# Designing a Shop Air Filter



## Tango2 (Jan 2, 2017)

So although this is my first post here, I've been directed to these forums many times over the years when looking for information on various woodworking ideas. Now that I'm getting more serious about woodworking, I figured it was time to join ;-).

My current project is dust collection. I've just invested in a HF dust collector (on order), and have some mods planned for it. I know that out of the box, the 5 micron filter is less than ideal. I also have several tools that create dust that will either be hard or impossible to connect to the DC. Because I have an HVAC blower that I've been using for air circulation for almost 20 years, I figure I should take it to the next level.

My idea is to build a square table on wheels to house my blower/air filter. This way, it can double as a mobile workspace. I've planned to build it to tuck under the wing of my tablesaw, as shop space always seems to be a problem. I'd like to get inputs in two areas before I move forward with the build, since many of you have air filtration units already:

1. I was considering stacking filters for effectiveness and cost. Ideas were 1×5" filters and 1×1" filter. The 1" filters are cheaper and could be changed more often. Original plans called for filters on two sides of the table, so 2×5" and 2×1" filters total.

2. I'm also considering having the output of the blower point straight down. Because this will be on wheels, pointing it any one direction may make the table roll on its own, which I don't want. Also, because of the airflow that the blower puts out, it can be annoying to have to walk in front of the output. Blowing it straight down would give 360° airflow, and would also kick up dust from the ground, which in the long run would get it out of the shop.

Any thoughts or inputs on these two items?


----------



## JBrow (Nov 18, 2015)

Tango2,

I see nothing wrong with your plan other than perhaps directing exhaust air against the floor. I could image that dust even on a freshly swept floor would be a constant source of annoyance. The finer dust could be tossed into the air and could linger for hours where it can be breathed in and later settle on everything. It seems that directing exhaust air out the side could mostly reduce this problem but when parked out of the way while ensuring the exhaust is not blocked would, as you suggested, be important. But as you note, stepping in front of the exhaust would also be annoying.

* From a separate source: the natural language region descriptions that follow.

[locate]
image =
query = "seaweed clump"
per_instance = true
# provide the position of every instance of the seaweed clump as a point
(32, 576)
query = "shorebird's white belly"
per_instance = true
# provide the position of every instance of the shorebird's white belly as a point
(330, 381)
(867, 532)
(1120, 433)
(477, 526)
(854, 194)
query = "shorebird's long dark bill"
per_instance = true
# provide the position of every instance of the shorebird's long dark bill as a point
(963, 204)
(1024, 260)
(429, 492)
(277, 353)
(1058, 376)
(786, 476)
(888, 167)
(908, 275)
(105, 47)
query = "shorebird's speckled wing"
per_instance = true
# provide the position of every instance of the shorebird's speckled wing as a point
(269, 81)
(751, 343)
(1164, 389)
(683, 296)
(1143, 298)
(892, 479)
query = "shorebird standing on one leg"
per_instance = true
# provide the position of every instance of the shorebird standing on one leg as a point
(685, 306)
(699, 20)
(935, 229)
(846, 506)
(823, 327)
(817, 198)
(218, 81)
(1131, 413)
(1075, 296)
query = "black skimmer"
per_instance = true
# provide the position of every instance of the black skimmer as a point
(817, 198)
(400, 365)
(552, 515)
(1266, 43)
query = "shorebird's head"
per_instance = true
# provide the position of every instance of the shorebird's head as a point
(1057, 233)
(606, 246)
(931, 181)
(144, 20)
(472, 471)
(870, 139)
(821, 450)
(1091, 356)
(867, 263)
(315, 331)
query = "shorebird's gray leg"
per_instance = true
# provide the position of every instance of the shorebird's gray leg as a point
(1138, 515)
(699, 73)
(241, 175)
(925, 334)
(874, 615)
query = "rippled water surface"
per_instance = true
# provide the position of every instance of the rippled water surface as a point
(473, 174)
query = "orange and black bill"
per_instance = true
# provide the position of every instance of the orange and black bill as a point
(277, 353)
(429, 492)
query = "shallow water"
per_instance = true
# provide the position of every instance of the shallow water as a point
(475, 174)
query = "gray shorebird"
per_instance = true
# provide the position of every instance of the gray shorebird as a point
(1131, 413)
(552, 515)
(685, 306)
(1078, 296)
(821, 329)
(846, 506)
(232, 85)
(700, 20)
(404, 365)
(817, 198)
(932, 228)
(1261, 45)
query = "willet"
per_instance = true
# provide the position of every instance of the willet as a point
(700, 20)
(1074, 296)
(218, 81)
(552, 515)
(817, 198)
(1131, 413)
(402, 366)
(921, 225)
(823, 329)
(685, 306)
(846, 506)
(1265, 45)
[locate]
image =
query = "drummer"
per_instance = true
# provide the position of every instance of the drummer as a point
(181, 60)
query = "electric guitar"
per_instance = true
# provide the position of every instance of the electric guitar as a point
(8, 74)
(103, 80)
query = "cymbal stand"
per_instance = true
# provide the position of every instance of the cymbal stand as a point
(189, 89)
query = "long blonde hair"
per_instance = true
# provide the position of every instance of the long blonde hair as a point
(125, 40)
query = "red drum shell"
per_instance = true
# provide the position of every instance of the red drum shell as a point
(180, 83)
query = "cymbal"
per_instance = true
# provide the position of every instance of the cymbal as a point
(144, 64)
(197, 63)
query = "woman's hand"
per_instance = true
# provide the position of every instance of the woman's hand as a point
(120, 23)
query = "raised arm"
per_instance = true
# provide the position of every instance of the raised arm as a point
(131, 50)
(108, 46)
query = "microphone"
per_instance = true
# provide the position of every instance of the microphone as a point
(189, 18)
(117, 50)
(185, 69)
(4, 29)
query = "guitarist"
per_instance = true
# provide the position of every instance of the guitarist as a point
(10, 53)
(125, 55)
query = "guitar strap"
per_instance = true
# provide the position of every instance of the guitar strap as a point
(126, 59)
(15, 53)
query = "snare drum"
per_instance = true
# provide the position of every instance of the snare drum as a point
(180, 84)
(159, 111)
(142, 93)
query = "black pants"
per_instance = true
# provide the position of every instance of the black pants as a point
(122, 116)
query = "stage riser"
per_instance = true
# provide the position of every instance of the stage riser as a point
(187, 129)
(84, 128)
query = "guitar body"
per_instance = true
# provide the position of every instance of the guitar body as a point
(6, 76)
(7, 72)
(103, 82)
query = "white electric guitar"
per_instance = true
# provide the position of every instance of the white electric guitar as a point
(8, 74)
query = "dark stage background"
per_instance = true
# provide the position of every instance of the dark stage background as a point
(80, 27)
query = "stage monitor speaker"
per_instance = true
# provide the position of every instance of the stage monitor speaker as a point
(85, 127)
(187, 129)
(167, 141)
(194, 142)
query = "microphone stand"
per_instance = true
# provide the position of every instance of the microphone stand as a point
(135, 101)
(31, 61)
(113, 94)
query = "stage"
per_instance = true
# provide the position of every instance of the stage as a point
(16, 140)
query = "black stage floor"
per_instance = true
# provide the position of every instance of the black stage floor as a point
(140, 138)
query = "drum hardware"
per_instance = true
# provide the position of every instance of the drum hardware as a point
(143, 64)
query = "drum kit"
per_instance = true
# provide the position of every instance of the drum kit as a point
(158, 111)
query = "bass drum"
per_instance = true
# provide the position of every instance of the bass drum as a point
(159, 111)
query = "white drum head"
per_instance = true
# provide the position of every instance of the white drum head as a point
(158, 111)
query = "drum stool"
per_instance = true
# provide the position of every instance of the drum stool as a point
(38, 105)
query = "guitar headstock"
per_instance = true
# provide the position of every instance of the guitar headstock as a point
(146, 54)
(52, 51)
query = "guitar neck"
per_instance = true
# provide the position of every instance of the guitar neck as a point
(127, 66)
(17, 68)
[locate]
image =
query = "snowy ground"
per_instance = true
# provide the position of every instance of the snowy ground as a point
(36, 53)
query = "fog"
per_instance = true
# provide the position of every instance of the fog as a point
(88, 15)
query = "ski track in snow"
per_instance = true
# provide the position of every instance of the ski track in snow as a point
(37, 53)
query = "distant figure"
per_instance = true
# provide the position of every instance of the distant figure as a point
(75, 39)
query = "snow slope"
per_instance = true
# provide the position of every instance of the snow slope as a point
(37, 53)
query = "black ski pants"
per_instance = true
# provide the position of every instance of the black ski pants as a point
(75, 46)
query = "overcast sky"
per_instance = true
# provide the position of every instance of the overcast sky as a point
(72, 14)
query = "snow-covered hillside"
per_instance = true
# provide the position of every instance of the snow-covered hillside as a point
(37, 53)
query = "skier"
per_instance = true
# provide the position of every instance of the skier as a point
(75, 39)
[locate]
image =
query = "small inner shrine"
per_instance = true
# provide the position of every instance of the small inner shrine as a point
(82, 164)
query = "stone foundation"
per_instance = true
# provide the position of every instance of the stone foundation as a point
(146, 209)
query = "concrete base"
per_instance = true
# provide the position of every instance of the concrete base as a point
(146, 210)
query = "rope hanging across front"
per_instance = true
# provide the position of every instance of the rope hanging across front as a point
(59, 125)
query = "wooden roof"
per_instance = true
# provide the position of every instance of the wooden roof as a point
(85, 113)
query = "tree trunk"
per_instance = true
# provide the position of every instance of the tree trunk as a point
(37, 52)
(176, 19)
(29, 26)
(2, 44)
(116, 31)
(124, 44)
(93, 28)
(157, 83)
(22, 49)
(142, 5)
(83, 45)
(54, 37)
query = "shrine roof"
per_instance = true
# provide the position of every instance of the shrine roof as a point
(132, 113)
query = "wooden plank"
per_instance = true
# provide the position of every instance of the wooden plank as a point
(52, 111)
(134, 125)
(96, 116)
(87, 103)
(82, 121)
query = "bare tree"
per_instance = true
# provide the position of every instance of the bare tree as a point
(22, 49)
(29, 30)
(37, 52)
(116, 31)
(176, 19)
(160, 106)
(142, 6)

These problems might be solved by building a housing and mount the unit on the ceiling. Exhaust air flow could be directed to provide some ventilation that could be appreciated especially during the warmer months.

I did something similar to what you described several years ago. The table featured a slotted top with a router mat glued to the top. The air intake to the furnace blower was from above through the slots. The filters were placed between the slotted top and the furnace blower. The blower exhausted out the side. I then used this contraption as a downdraft sanding table. In this configuration, a lot of dust was collected and the filters required frequent cleaning. I have since converted the down draft table to one where the dust collector replaces the furnace blower. Had I kept the original design, I would have probably added a pre-filter made of course canvas set in a frame. I image this would have protected the subsequent filters better and the canvas pre-filter could have been easier to clean.

As for filtration, your plan sounds ok. The quality of the exhausted air would depend of the filter specifications. Another option would be to build the air cleaner to accept filters designed for wood shop air cleaners. These filters may offer superior performance; better filtration and longer between cleaning time. As an example…

https://www.pennstateind.com/store/air-cleaners.html


----------



## Tango2 (Jan 2, 2017)

JBrow,

Thanks for the reply. You offered some good points. As for the direction of the blower output, my thoughts were that if the fine dust was made airborne by the fan, it could also be filtered by the fan. At the same time, if the fan was able to filter all dust out of the air, it would still be airborne until it was filtered, so it may be counterproductive.

I also considered hanging this like you mentioned. While not out of the question, I was trying to accomplish two things at once (a workspace and filtration). I'll give this some more thought, as I could always use the table as a downdraft connected to the DC, as well as a just a regular table.

It sounds like such a simple thing, but there are so many approaches to this!

I'm not too familiar with the wood shop-specific filters. How do they compare to home HVAC filters? Examples of the filters I was considering are below.

https://www.amazon.com/Nordic-Pure-20x25x5-Honeywell-Replacement/dp/B004LURI4Q
https://www.amazon.com/Nordic-Pure-20x25x1-Furnace-Filters/dp/B004QL764M

Thanks again for the inputs!


----------



## JBrow (Nov 18, 2015)

Tango2,

I am a long way from an expert on dust filtration so I am not sure that I can offer sound advice. But what I do suggest is that looking into the filters sold for wood shop units since these could offer benefits in performance, longevity, and/or cost. I suspect that a wood shop filter is more likely to be designed to withstand cleaning whereas HVAC filters tend to be disposable. I am sure there are replacement filters for these various shop filtration units probably available from Grizzly, Woodcraft, Rockler, and Penn State Industries and perhaps elsewhere.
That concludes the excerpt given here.